1 de octubre de 2011

Reunión temprano en un bar con la gente del edificio. Motivo: posible expulsión del administrador. Razones: nunca cumplió con sus obligaciones, no atiende el teléfono cuando se lo llama, no le pone los puntos al portero, no es de fiar. Estamos todos más o menos de acuerdo. Distendemos. La conversación fluye y ya parecemos amigos de toda la vida. Tomamos café, pero podríamos estar tomando cerveza un sábado a la noche en un reencuentro del secundario. Llega la vecina que me mira. Cada uno cuenta qué hace: un abogado, un economista, un personal trainer, dos ingenieros (uno en sistemas, otro industrial), una física.
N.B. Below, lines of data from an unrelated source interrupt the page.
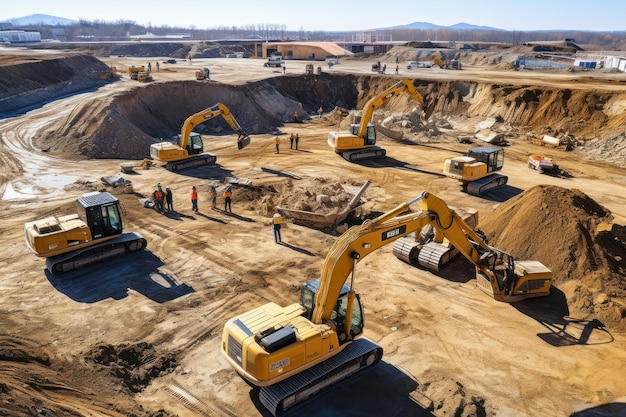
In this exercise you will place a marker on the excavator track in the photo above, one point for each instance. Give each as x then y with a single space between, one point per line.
193 161
372 152
291 393
121 245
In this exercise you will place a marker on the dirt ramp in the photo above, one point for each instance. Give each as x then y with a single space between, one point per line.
30 83
124 126
574 236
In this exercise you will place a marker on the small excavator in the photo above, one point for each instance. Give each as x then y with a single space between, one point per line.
77 240
477 169
187 149
296 351
360 143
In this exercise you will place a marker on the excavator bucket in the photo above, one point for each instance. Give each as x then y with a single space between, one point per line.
428 111
243 142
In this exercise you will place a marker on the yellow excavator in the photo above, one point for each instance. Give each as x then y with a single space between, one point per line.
477 169
187 149
360 142
293 352
76 240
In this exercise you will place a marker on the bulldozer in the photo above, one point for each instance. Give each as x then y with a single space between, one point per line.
91 235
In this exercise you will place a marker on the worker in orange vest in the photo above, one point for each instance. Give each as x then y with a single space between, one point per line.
213 195
157 198
227 195
194 199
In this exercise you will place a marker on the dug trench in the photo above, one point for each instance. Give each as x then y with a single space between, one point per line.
587 250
Digo que estudié letras y la vecina dice qué lindo. Es contadora. No tiene 40, sino 33. Se llama Alejadra. No me gusta lo de qué lindo. Me hace sentir un chico. Como cuando alguien te dice que se va a África a hacer un voluntariado para ayudar a la gente. Qué lindo. La gente que trabaja en la iglesia. Qué lindo. Las almas caritativas, los estudiantes de teatro. Qué lindo. Soy un chico para ella, es seguro. No soy como el economista de pelo corto ni el personal del cuerpo escultural. Cuando llega la cuenta, saco un billete de 100 y pago la mesa. Me comprometo a juntarme yo con el administrador y pedirle los comprobantes de pago de carga social del portero. Termina la reunión y le pregunto a Alejandra para dónde va. Me mira como si la estuviera invitando a salir y me dice que se encuentra con un amigo. Genial, le digo y me voy.